Alors que le scénario est un élément centrale dans ce qui fait le charme du manga, Made in Abyss: Binary Star Falling into Darkness se présente donc essentiellement comme un jeu centré sur l’exploration. Un choix un peu décevant mais pas si déconnant que ça, à la condition cependant sine qua non que le gameplay proposé soit assez sexy. Malheureusement, le résultat offert est loin d’être réjouissant. En plus d’une boucle de gameplay très simpliste, le jeu est truffé de choix aberrants de game-design rendant l’expérience par moments très pénible.

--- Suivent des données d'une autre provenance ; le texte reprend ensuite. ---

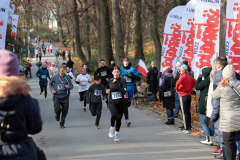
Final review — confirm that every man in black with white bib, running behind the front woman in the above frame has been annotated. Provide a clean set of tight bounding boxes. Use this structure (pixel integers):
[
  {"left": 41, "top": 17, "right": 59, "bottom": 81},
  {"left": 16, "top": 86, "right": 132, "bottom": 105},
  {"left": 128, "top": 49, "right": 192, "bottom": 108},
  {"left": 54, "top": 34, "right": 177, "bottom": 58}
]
[{"left": 94, "top": 59, "right": 111, "bottom": 104}]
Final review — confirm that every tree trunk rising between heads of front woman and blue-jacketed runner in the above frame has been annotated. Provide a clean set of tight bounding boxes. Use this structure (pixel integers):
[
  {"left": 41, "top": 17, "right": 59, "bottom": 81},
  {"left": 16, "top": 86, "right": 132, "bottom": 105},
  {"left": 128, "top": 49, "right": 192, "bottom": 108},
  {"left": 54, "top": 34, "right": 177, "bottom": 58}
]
[{"left": 112, "top": 0, "right": 124, "bottom": 65}]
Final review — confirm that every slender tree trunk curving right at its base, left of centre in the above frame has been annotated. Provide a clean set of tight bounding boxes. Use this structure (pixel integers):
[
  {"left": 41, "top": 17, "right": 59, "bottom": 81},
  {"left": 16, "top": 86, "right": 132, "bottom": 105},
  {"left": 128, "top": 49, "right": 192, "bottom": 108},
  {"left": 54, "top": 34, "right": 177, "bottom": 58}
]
[{"left": 72, "top": 0, "right": 86, "bottom": 62}]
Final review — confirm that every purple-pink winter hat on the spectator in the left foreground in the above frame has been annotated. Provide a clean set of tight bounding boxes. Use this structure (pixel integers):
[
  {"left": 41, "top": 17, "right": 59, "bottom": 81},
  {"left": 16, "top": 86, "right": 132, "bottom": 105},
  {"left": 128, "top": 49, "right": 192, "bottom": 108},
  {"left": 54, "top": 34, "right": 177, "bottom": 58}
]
[{"left": 0, "top": 50, "right": 19, "bottom": 76}]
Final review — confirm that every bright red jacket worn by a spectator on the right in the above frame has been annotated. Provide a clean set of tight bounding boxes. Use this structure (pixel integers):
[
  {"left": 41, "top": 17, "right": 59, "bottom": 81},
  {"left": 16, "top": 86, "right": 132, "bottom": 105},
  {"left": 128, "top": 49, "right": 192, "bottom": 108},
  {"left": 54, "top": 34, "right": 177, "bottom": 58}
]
[{"left": 176, "top": 72, "right": 196, "bottom": 97}]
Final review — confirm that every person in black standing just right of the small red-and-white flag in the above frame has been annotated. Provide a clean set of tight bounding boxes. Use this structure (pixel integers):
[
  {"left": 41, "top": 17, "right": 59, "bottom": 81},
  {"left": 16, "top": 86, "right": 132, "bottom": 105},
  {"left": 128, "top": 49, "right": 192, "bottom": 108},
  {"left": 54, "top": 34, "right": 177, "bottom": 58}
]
[{"left": 147, "top": 61, "right": 158, "bottom": 101}]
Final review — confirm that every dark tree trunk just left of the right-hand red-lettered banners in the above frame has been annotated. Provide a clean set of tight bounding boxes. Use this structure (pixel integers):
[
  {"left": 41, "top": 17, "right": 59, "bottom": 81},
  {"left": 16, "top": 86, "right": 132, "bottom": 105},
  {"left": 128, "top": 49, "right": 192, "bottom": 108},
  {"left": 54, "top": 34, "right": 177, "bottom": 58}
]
[{"left": 151, "top": 0, "right": 162, "bottom": 70}]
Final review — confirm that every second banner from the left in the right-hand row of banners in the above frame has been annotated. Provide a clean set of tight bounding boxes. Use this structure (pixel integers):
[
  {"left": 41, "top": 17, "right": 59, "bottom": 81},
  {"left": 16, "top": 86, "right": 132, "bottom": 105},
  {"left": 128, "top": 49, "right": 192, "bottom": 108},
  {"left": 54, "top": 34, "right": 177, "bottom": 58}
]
[{"left": 177, "top": 0, "right": 197, "bottom": 74}]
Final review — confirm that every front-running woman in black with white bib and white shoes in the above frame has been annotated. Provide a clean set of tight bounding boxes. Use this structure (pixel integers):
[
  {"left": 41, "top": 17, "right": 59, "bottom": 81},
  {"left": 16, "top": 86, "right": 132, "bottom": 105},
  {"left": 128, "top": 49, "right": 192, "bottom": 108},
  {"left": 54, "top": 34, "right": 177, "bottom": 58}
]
[{"left": 106, "top": 66, "right": 127, "bottom": 142}]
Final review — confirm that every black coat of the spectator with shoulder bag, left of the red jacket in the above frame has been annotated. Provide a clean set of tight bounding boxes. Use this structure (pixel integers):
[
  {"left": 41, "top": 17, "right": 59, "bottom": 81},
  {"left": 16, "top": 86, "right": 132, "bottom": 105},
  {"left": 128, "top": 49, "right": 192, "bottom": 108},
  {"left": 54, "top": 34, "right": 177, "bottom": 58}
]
[{"left": 160, "top": 75, "right": 175, "bottom": 109}]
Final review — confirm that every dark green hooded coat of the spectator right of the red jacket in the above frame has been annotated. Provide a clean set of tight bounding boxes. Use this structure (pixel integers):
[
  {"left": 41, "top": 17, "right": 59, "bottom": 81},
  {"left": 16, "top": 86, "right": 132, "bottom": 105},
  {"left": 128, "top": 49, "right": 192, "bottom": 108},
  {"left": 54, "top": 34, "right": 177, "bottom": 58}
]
[{"left": 195, "top": 67, "right": 212, "bottom": 114}]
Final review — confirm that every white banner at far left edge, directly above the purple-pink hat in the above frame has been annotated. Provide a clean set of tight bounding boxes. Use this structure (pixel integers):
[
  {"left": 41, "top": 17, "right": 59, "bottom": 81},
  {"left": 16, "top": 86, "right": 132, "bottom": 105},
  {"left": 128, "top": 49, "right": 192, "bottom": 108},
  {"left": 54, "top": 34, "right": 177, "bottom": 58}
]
[{"left": 0, "top": 0, "right": 10, "bottom": 49}]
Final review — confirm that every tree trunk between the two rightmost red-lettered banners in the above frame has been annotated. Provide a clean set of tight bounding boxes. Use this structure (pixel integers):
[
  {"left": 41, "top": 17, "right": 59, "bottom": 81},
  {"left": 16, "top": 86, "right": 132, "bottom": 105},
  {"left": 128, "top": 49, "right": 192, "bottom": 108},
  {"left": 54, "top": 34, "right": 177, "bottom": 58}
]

Un exemple assez parlant : les ennemis que vous avez tués réapparaissant dès que vous avez tourné le regard, on se retrouve moultes fois à être à être attaqués par des bêtes volantes pendant que l’on grimpe à l’échelle, sans possibilité de devoir se défendre. Revenir en arrière pour terrasser la bestiole en question ne sert ainsi à rien vu qu’elle va reprendre vie dès que l’on a le dos tourné avant de revenir nous attaquer pendant notre ascension. La gestion de l’équipement, entre outils qui se cassent et poids maximum pouvant être transporté, est également extrêmement frustrante, et le jeu souffre de murs de difficultés assez incompréhensibles avec des boss pouvant laminer le jouer en une poignée de coups. Alors oui, le sentiment de découverte et la progression des skills fait que, bon an mal an, Made in Abyss: Binary Star Falling into Darkness a ce petit quelque chose qui fait qu’on a pas envie de lâcher la manette immédiatement. Mais le résultat est vraiment frustrant par rapport à ce que l’on était en droit d’espérer.
Esthétiquement, Made in Abyss: Binary Star Falling into Darkness souffle le froid et le tiède. Visuellement pauvre, le jeu n’offre jamais de panorama qui en mettent plein la vue alors que la série, surtout anime, est une merveille à regarder avec ses décors envoutants. Si le premier palier fait légèrement illusion, les suivants sont d’une pauvreté assez rude, chose assez terrible quand le cœur du jeu est basé sur la découverte des environnements. Cette pauvreté visuelle s’accompagne également de grosses lacunes techniques, avec de l’aliasing à gogo et des textures s’affichant au dernier moment. Musicalement, la magnifique bande-son de l’anime, composée par Kevin Penkin, se fait cruellement ressentir et on ne retrouve ainsi pas cette sensation de douce mélancolie qui se dégage de l’adaptation télévisuelle du manga de Akihito Tsukushi.
Pour autant, l’ambiance générale reste assez fidèle à l’œuvre d’origine. En moins bien, certes, mais le jeu de Spike Chunsoft arrive à dégager ce petit quelque chose qui fait que l’on est bien face à Made in Abyss. Peut-être est-ce dû à la présence des doubleurs de la série anime, ou bien encore à une modélisation des personnages plutôt convaincantes. Ou bien encore aux musiques qui, bien qu’elles soient à des années lumières de celles composées par Kevin Penkin, restent dans l’atmosphère de la série en invitant à l’exploration. En tout cas, le strict minimum est présent pour contenter les amoureux de Made in Abyss. C’est déjà ça.